In 2014, during the early outbreaks of violence in the Donbas, Paraskoviivka was used by Ukrainian forces to store supplies, while separatist and Ukrainian forces struggled for control of nearby Artemivsk. Russian and DPR forces ultimately withdrew from the area after the Siege of Sloviansk. Fighting continued in the area until 2017.

==== Russian invasion of Ukraine ====

Fighting at Paraskoviivka took place from 15 January 2023 to 17 February 2023 as part of the 2022 Russian invasion of Ukraine. The siege and the battle as a whole saw heavy fighting from the Russian Armed Forces (alongside the Wagner Group) and the Ukrainian Armed Forces for control of, Paraskoviivka. A large settlement located north of the strategic city of Bakhmut. The battle as a whole lasted for over a month, starting after the battle of Soledar and ending with the Russian offensive towards Northern Bakhmut and the rest of the Paraskoviivka region.

The siege, which had started right after the battle for the city was reported to have started fully somewhere between 10 and 12 February 2023 when Krasna Hora, a town adjacent to Paraskoviivka was reportedly captured.
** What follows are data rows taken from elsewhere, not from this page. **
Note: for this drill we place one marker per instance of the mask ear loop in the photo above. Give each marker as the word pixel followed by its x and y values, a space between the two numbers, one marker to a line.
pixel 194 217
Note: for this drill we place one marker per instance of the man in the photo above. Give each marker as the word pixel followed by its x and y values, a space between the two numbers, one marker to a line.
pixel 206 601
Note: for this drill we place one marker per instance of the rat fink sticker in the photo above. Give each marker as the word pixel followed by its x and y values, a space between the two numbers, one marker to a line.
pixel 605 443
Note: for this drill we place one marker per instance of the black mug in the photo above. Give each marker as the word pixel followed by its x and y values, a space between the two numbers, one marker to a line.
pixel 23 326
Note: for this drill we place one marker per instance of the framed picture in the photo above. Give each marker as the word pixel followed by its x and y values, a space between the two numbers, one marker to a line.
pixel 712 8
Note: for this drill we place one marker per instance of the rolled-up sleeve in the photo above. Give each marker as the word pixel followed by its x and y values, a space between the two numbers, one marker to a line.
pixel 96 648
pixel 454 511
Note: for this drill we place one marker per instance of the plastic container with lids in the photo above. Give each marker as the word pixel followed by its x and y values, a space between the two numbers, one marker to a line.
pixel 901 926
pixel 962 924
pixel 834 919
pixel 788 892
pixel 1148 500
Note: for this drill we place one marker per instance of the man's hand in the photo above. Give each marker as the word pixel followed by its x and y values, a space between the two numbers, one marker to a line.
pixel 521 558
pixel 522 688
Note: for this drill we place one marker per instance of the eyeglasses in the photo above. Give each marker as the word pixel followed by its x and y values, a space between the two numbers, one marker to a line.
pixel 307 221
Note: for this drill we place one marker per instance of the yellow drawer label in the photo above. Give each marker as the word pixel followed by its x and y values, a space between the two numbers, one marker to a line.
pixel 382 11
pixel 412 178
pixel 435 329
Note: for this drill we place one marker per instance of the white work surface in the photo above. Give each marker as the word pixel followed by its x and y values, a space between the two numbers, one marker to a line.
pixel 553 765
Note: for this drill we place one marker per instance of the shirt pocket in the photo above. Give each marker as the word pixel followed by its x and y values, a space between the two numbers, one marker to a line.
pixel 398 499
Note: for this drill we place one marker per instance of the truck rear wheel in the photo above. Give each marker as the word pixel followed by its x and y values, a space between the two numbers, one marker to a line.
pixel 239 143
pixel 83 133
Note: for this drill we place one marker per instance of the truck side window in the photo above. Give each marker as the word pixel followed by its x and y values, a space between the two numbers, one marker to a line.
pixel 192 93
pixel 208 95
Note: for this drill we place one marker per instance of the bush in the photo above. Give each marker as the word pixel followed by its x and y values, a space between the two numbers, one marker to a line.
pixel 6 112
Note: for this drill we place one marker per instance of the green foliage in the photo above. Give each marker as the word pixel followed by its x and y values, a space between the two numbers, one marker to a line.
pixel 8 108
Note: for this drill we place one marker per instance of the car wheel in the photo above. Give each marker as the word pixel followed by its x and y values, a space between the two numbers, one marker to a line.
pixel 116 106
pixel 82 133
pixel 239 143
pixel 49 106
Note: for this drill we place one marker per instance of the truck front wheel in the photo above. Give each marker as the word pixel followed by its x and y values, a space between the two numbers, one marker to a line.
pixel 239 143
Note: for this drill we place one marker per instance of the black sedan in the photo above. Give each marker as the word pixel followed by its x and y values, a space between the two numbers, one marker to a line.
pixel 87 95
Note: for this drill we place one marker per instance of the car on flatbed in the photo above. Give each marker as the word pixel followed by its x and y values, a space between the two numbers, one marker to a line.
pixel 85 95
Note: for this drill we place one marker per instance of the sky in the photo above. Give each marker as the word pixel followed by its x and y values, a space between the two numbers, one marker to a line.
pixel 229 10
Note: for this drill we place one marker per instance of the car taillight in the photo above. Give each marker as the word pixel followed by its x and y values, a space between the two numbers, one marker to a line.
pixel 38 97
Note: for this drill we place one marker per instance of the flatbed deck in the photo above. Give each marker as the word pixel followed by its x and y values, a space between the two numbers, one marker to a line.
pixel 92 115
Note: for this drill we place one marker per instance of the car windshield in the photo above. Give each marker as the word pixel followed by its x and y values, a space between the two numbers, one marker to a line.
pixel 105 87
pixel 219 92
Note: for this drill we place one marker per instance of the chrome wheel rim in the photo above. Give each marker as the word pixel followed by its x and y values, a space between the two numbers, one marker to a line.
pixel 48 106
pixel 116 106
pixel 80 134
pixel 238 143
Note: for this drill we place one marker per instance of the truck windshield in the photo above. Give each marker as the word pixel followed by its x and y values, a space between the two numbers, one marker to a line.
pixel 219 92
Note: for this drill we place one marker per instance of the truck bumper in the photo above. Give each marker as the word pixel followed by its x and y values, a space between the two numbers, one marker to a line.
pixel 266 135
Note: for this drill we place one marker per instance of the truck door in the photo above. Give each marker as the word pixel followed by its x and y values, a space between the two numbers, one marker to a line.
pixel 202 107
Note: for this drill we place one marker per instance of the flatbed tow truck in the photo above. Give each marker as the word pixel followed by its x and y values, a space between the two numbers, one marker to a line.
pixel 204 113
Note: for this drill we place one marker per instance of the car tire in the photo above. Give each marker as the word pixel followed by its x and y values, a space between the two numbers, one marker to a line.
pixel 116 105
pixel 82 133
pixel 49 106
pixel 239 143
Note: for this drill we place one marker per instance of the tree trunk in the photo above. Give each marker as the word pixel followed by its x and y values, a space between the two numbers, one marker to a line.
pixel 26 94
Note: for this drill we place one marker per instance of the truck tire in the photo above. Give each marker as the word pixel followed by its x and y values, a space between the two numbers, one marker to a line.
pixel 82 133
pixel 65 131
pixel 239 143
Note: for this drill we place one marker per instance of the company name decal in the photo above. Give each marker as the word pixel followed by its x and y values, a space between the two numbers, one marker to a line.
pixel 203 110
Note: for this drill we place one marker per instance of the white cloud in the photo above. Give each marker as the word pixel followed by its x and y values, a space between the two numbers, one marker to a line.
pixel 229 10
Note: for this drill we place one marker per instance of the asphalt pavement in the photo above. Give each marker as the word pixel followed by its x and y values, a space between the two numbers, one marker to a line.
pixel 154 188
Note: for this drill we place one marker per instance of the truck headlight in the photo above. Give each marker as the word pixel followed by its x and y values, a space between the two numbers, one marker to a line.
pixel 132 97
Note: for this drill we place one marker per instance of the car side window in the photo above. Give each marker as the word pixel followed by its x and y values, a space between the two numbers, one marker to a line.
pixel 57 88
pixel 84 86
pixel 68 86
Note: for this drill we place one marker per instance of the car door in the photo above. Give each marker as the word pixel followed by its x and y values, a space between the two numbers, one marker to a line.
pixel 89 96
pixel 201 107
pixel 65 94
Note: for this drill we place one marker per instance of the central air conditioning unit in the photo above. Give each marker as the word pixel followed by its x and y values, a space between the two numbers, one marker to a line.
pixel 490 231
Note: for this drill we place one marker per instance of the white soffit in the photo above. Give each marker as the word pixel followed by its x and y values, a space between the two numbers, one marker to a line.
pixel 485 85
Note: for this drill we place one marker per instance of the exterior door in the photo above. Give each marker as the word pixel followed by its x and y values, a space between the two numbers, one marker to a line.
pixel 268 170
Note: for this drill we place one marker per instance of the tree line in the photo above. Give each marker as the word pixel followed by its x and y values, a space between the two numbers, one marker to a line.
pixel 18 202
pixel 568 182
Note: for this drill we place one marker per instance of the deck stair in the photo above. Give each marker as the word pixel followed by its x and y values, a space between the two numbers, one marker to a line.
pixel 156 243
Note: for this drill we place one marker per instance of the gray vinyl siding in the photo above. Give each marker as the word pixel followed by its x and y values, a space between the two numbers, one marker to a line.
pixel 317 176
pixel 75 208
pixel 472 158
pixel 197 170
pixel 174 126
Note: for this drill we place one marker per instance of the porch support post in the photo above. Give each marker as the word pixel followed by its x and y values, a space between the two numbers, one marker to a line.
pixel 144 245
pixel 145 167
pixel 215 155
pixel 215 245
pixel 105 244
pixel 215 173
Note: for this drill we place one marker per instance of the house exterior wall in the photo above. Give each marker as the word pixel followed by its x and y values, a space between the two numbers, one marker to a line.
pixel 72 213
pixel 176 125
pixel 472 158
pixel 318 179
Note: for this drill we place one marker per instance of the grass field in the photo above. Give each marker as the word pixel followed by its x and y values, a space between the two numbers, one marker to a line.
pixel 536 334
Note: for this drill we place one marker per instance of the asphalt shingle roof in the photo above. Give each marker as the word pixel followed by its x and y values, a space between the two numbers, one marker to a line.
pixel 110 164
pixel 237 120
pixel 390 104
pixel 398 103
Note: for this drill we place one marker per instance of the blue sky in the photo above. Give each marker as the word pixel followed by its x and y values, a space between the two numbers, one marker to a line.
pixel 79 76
Russia reportedly attacked one of the settlement's main roads which connected it to Berkhivka, another town adjacent to it. Over 1,500 Ukrainian soldiers were reported to have been stuck inside the city at the time of the road's capture making the situation in the city dire for Ukraine. Small counterattacks were reported to have been happening between both armies making the battle way deadlier.